Friday, April 24, 2009

Bad apples. Bad branches. Bad tree. Bad fucking orchard.

Scott Horton draws attention to
an amazing document that Attorney General Eric Holder released yesterday, which has still gained little attention. The Holder note presents a summary of CIA interaction with the White House in connection with the approval of the torture techniques that John Yoo calls the “Bush Program.” Holder’s memo refers to the participants by their job titles only, but John Sifton runs it through a decoder and gives us the actual names.
Maybe I've missed this before, but this seems huge to me. Observe:
“[The] CIA’s Office of General Counsel [this would include current Acting CIA General Counsel John Rizzo] met with the Attorney General [John Ashcroft], the National Security Adviser [Condoleezza Rice], the Deputy National Security Adviser [Stephen Hadley], the Legal Adviser to the National Security Council [John Bellinger], and the Counsel to the President [Alberto Gonzales] in mid-May 2002 to discuss the possible use of alternative interrogation methods [on Abu Zubaydah] that differed from the traditional methods used by the U.S. military and intelligence community. At this meeting, the CIA proposed particular alternative interrogation methods, including waterboarding.”

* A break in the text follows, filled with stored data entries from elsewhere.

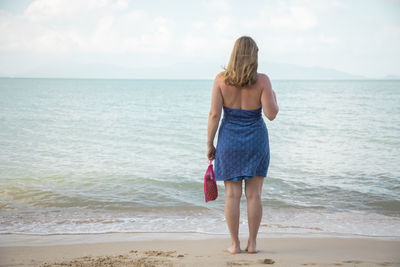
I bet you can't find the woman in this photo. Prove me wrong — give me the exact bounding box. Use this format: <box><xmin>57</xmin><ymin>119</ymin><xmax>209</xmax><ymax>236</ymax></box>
<box><xmin>206</xmin><ymin>36</ymin><xmax>278</xmax><ymax>254</ymax></box>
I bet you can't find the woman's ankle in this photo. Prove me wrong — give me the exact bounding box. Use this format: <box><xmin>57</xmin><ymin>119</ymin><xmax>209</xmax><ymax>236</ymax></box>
<box><xmin>231</xmin><ymin>239</ymin><xmax>240</xmax><ymax>246</ymax></box>
<box><xmin>247</xmin><ymin>238</ymin><xmax>256</xmax><ymax>245</ymax></box>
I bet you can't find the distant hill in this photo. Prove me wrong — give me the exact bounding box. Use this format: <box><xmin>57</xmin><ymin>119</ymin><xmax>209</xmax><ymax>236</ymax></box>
<box><xmin>383</xmin><ymin>74</ymin><xmax>400</xmax><ymax>80</ymax></box>
<box><xmin>12</xmin><ymin>60</ymin><xmax>369</xmax><ymax>80</ymax></box>
<box><xmin>17</xmin><ymin>63</ymin><xmax>140</xmax><ymax>79</ymax></box>
<box><xmin>0</xmin><ymin>72</ymin><xmax>10</xmax><ymax>78</ymax></box>
<box><xmin>259</xmin><ymin>61</ymin><xmax>365</xmax><ymax>80</ymax></box>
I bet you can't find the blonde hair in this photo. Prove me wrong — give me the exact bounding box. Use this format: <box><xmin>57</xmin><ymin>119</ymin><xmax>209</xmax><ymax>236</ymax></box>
<box><xmin>223</xmin><ymin>36</ymin><xmax>259</xmax><ymax>87</ymax></box>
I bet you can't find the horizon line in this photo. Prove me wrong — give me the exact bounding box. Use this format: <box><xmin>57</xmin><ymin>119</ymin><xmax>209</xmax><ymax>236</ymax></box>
<box><xmin>1</xmin><ymin>76</ymin><xmax>400</xmax><ymax>81</ymax></box>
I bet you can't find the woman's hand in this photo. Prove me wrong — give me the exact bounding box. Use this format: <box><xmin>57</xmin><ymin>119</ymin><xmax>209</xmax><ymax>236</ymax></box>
<box><xmin>207</xmin><ymin>144</ymin><xmax>216</xmax><ymax>161</ymax></box>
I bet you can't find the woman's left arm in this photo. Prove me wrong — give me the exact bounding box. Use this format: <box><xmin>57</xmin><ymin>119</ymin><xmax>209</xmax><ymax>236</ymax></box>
<box><xmin>206</xmin><ymin>74</ymin><xmax>223</xmax><ymax>160</ymax></box>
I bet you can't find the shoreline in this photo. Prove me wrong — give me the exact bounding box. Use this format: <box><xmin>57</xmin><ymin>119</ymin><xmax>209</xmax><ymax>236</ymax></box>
<box><xmin>1</xmin><ymin>233</ymin><xmax>399</xmax><ymax>267</ymax></box>
<box><xmin>1</xmin><ymin>231</ymin><xmax>400</xmax><ymax>247</ymax></box>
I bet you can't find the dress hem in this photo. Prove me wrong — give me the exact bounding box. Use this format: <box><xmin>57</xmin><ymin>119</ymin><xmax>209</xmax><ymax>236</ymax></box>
<box><xmin>215</xmin><ymin>173</ymin><xmax>267</xmax><ymax>182</ymax></box>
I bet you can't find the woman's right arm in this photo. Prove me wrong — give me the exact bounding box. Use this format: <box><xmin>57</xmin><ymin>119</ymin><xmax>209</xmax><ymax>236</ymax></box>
<box><xmin>260</xmin><ymin>74</ymin><xmax>279</xmax><ymax>121</ymax></box>
<box><xmin>206</xmin><ymin>73</ymin><xmax>223</xmax><ymax>160</ymax></box>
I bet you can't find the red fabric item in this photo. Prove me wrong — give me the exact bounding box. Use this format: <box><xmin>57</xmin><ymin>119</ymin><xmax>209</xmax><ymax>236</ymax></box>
<box><xmin>204</xmin><ymin>160</ymin><xmax>218</xmax><ymax>202</ymax></box>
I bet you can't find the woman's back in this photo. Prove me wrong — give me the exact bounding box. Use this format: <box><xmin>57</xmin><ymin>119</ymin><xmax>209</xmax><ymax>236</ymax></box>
<box><xmin>220</xmin><ymin>72</ymin><xmax>263</xmax><ymax>110</ymax></box>
<box><xmin>217</xmin><ymin>72</ymin><xmax>277</xmax><ymax>120</ymax></box>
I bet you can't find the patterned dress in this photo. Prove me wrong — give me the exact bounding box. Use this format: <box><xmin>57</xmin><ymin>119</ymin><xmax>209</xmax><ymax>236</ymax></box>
<box><xmin>214</xmin><ymin>106</ymin><xmax>270</xmax><ymax>181</ymax></box>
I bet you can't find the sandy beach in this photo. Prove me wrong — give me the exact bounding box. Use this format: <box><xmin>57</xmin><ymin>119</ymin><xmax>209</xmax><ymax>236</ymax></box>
<box><xmin>1</xmin><ymin>233</ymin><xmax>399</xmax><ymax>267</ymax></box>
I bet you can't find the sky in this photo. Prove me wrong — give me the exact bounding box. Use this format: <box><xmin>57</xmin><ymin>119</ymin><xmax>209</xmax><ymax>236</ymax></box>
<box><xmin>0</xmin><ymin>0</ymin><xmax>399</xmax><ymax>79</ymax></box>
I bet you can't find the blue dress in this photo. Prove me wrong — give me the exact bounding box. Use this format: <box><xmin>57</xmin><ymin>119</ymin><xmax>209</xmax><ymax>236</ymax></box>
<box><xmin>214</xmin><ymin>106</ymin><xmax>270</xmax><ymax>181</ymax></box>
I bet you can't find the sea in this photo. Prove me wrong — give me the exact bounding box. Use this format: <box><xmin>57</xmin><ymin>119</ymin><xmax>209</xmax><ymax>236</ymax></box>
<box><xmin>0</xmin><ymin>78</ymin><xmax>399</xmax><ymax>239</ymax></box>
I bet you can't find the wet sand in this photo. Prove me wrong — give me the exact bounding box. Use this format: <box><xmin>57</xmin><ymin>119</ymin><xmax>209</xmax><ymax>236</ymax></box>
<box><xmin>1</xmin><ymin>233</ymin><xmax>399</xmax><ymax>266</ymax></box>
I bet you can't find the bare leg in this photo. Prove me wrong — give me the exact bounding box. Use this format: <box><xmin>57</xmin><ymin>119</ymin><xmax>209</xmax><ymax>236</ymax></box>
<box><xmin>244</xmin><ymin>176</ymin><xmax>264</xmax><ymax>253</ymax></box>
<box><xmin>224</xmin><ymin>180</ymin><xmax>243</xmax><ymax>254</ymax></box>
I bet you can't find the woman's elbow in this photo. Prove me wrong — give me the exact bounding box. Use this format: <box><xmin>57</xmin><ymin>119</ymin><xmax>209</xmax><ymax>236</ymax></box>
<box><xmin>209</xmin><ymin>112</ymin><xmax>221</xmax><ymax>121</ymax></box>
<box><xmin>266</xmin><ymin>114</ymin><xmax>276</xmax><ymax>121</ymax></box>
<box><xmin>265</xmin><ymin>107</ymin><xmax>279</xmax><ymax>121</ymax></box>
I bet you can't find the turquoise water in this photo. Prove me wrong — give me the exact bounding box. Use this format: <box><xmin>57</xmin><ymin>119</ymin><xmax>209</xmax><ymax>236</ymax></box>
<box><xmin>0</xmin><ymin>78</ymin><xmax>399</xmax><ymax>238</ymax></box>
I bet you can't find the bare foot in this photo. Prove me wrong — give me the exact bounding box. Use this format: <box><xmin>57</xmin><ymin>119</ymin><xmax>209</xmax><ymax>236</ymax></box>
<box><xmin>226</xmin><ymin>242</ymin><xmax>241</xmax><ymax>254</ymax></box>
<box><xmin>245</xmin><ymin>240</ymin><xmax>258</xmax><ymax>253</ymax></box>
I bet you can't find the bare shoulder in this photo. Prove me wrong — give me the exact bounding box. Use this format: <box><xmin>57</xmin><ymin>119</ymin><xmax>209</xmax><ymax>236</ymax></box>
<box><xmin>213</xmin><ymin>72</ymin><xmax>225</xmax><ymax>87</ymax></box>
<box><xmin>257</xmin><ymin>73</ymin><xmax>272</xmax><ymax>89</ymax></box>
<box><xmin>215</xmin><ymin>71</ymin><xmax>225</xmax><ymax>81</ymax></box>
<box><xmin>257</xmin><ymin>73</ymin><xmax>271</xmax><ymax>83</ymax></box>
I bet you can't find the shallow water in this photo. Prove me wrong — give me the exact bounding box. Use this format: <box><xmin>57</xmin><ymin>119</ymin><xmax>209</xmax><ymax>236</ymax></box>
<box><xmin>0</xmin><ymin>78</ymin><xmax>399</xmax><ymax>238</ymax></box>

The report continues to implicate more Bush officials: “On July 13, 2002, according to CIA records, attorneys from the CIA’s Office of General Counsel [including Rizzo] met with the Legal Adviser to the National Security Council [Bellinger], a Deputy Assistant Attorney General from OLC [likely John Yoo], the head of the Criminal Division of the Department of Justice [Michael Chertoff], the chief of staff to the Director of the Federal Bureau of Investigation [Kenneth Wainstein], [Who he? -TBA] and the Counsel to the President [Alberto Gonzales] to provide an overview of the proposed interrogation plan for Abu Zubaydah.”
Wowzers. We had assumed, ever since the first August 2002 torture memo came out, that such shoddy "advice" had to be written for the purpose of authorizing what someone had already decided to do. But this is the first thing that, in essence, confirms that was the case.

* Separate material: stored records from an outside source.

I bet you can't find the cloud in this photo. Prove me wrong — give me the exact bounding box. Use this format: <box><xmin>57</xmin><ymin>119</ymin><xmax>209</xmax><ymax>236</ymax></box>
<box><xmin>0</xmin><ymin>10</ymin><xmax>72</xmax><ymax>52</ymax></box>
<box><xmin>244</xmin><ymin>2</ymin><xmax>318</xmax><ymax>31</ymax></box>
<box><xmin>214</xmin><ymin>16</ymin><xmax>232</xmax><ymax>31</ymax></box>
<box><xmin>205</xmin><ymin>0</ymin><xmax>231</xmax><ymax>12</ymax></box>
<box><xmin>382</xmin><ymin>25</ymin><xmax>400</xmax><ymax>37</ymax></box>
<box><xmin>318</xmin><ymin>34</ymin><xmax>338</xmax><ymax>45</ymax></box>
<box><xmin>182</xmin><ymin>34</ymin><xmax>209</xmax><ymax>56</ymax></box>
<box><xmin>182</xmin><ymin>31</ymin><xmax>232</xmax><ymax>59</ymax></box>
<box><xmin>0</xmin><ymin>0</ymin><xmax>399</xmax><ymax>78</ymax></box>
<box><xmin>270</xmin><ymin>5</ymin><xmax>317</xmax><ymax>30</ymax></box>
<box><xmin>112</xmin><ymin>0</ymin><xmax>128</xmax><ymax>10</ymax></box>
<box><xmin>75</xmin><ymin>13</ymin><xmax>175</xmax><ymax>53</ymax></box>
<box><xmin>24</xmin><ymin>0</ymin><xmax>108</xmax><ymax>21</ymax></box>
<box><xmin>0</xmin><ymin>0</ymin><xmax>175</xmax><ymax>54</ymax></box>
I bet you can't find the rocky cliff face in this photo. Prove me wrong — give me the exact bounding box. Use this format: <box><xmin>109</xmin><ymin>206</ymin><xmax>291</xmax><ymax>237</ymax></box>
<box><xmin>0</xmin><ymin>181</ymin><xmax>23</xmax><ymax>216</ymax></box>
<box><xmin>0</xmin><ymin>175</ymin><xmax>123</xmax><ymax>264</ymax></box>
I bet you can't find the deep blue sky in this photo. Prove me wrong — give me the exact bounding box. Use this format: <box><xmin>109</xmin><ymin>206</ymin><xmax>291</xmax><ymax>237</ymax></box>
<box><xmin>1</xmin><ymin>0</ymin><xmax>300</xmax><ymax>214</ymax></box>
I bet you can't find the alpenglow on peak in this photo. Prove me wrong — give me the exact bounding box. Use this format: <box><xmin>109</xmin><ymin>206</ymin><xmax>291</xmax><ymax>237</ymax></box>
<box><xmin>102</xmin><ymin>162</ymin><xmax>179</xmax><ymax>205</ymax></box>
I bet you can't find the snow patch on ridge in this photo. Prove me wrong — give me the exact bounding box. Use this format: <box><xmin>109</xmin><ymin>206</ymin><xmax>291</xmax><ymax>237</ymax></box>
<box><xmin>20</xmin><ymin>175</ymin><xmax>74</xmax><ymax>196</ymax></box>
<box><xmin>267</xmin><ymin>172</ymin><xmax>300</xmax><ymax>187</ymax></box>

(Yes, in theory, CIA could've had this wish list but still been ready to drop it if OLC said no, and OLC could've been advising in good faith that all this was really okay ... if you believe that, I have some excellent mortgage-backed securities I'd like to sell you (and yes, I believe I have used that joke before, but no one reads my cruddy blog, so HAH)).

So, the $64,000 question: Where's Cheney? None of these people were Cheney's or Addington's creatures. Is Cheney less culpable than we'd imagined? Or -- and this is certainly what I'd expect CIA to say, but their motives are suspect -- did CIA "originate" this request at the behest of the Office of the Vice-President?

Scooter Libby had Addington's job back then, right? We suspected Cheney couldn't afford to let Libby go to prison -- the day the marshals came to pick him up, Libby might have started remembering a lot of things.